Les syndicats les plus combatifs sont souvent galvanisés par des tendances réformatrices internes, porteuses d’une orientation «lutte de classe», coordonnées notamment dans le réseau Labor Notes. Le cas le plus exemplaire est le syndicat de l’automobile (UAW), qui a mené une grève bien organisée et combative fin 2023 et tente de transformer sa victoire éclatante en dynamique d’expansion. Ces succès sont arrivés dans la foulée d’une victoire de la tendance de lutte aux élections internes de l’UAW, après des années de bureaucratisation et de corruption.

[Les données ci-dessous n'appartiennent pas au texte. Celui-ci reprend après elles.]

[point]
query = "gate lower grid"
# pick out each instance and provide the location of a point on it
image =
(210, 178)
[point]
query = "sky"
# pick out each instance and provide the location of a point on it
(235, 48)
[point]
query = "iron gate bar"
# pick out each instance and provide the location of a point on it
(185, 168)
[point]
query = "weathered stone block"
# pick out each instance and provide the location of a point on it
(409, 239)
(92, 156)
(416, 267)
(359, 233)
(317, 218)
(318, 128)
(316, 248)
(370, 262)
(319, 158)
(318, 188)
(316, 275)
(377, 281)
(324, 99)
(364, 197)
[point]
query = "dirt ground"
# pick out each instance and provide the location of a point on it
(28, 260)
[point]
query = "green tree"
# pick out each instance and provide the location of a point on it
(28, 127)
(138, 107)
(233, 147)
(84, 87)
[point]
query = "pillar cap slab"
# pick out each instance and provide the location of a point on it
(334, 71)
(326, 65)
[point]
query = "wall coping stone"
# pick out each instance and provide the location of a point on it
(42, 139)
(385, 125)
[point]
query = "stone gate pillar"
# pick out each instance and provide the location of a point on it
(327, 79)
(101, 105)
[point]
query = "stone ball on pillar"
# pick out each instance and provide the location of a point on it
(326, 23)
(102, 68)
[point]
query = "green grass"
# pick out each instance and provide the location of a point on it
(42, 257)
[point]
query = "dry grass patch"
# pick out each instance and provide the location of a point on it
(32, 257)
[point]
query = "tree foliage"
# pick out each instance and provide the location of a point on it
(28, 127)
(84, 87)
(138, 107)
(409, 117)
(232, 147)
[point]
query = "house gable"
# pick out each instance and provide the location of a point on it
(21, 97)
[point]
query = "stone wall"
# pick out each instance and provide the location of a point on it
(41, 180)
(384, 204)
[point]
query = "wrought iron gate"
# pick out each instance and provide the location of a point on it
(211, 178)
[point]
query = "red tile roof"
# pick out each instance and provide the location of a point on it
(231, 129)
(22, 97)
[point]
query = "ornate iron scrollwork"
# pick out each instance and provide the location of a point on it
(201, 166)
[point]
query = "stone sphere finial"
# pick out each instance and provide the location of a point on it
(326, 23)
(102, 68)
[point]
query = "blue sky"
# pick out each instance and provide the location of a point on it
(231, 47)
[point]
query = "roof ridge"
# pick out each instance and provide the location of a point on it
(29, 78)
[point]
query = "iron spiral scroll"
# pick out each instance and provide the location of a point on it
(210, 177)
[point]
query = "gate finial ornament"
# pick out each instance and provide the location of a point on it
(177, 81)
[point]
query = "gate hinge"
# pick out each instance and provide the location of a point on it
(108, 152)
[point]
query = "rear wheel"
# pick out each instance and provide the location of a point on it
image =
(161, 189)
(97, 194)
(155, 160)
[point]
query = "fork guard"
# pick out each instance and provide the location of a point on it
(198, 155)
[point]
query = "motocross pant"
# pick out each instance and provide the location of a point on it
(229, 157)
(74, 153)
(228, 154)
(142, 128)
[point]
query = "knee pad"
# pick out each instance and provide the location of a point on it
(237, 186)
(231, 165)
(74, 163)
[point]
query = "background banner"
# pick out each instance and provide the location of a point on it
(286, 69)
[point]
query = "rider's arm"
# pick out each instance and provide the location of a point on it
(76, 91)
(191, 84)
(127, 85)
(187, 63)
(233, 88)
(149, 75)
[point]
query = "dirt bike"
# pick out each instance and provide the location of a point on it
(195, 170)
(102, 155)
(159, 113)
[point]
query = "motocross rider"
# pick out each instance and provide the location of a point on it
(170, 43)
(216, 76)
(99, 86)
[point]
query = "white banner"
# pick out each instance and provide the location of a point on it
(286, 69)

Quelles perspectives pour 2025?

Absente des primaires présidentielles démocrates pour la première fois depuis 2016, la gauche revient à la charge après la défaite des démocrates. Bernie Sanders propose depuis novembre des mesures radicales contre l’influence des milliardaires et pour une véritable politique sociale et de santé. Il s’appuie sur l’étonnante vague de sympathie pour Luigi Mangione, après l’assassinat de Brian Thompson, PDG d’une des grandes compagnies privées d’assurance de santé, largement haïes. Si le paysage politique reste verrouillé par l’argent et les deux grands partis, les attentes de la population sont en décalage avec ces derniers.

Même, et surtout avec le retour en force du trumpisme, il est urgent de défendre une politique par et pour les classes populaires dans leur diversité (antiracisme concret) et leur unité (revendications sociales). La plupart des démocrates ne la mèneront pas car ils sont littéralement vendus au grand capital et espèrent une simple alternance. Or, ce serait à l’évidence le meilleur outil pour créer une brèche dans la base électorale du trumpisme. Les luttes sociales pourraient s’y engouffrer, et DSA tenter de créer des contre-pouvoirs de gauche (et pas seulement démocrates) dans les institutions locales, sans attendre les élections fédérales de 2026 ou 2028.

Les fortes luttes syndicales actuelles ne gagnent pas toujours, comme on vient de le voir encore chez Amazon. Même lorsqu’elles ont gagné, elles n’ont pas infléchi des décennies de baisse de la syndicalisation. UAW montre l’exemple avec ses projets ambitieux d’implantation dans de nouvelles entreprises et son appel à se coordonner pour une future grève interprofessionnelle (rare et difficile aux États-Unis). Les importantes ressources financières des syndicats pourraient servir ce type de projets, avec des revendications pour l’ensemble des classes populaires. Sans quoi les syndicats auront même du mal à préserver l’existant face à Trump.

Les républicains ont un grand pouvoir institutionnel mais leur soutien électoral est pétri de contradictions. Les années à venir seront rudes et créeront néanmoins des opportunités de mobilisation et de renforcement pour la gauche sociale et politique. La consolidation ou la fragilisation du pouvoir des classes dirigeantes sous un gouvernement fascisant dépendra notamment de l’action de cette gauche aux côtés des classes populaires dans leur ensemble.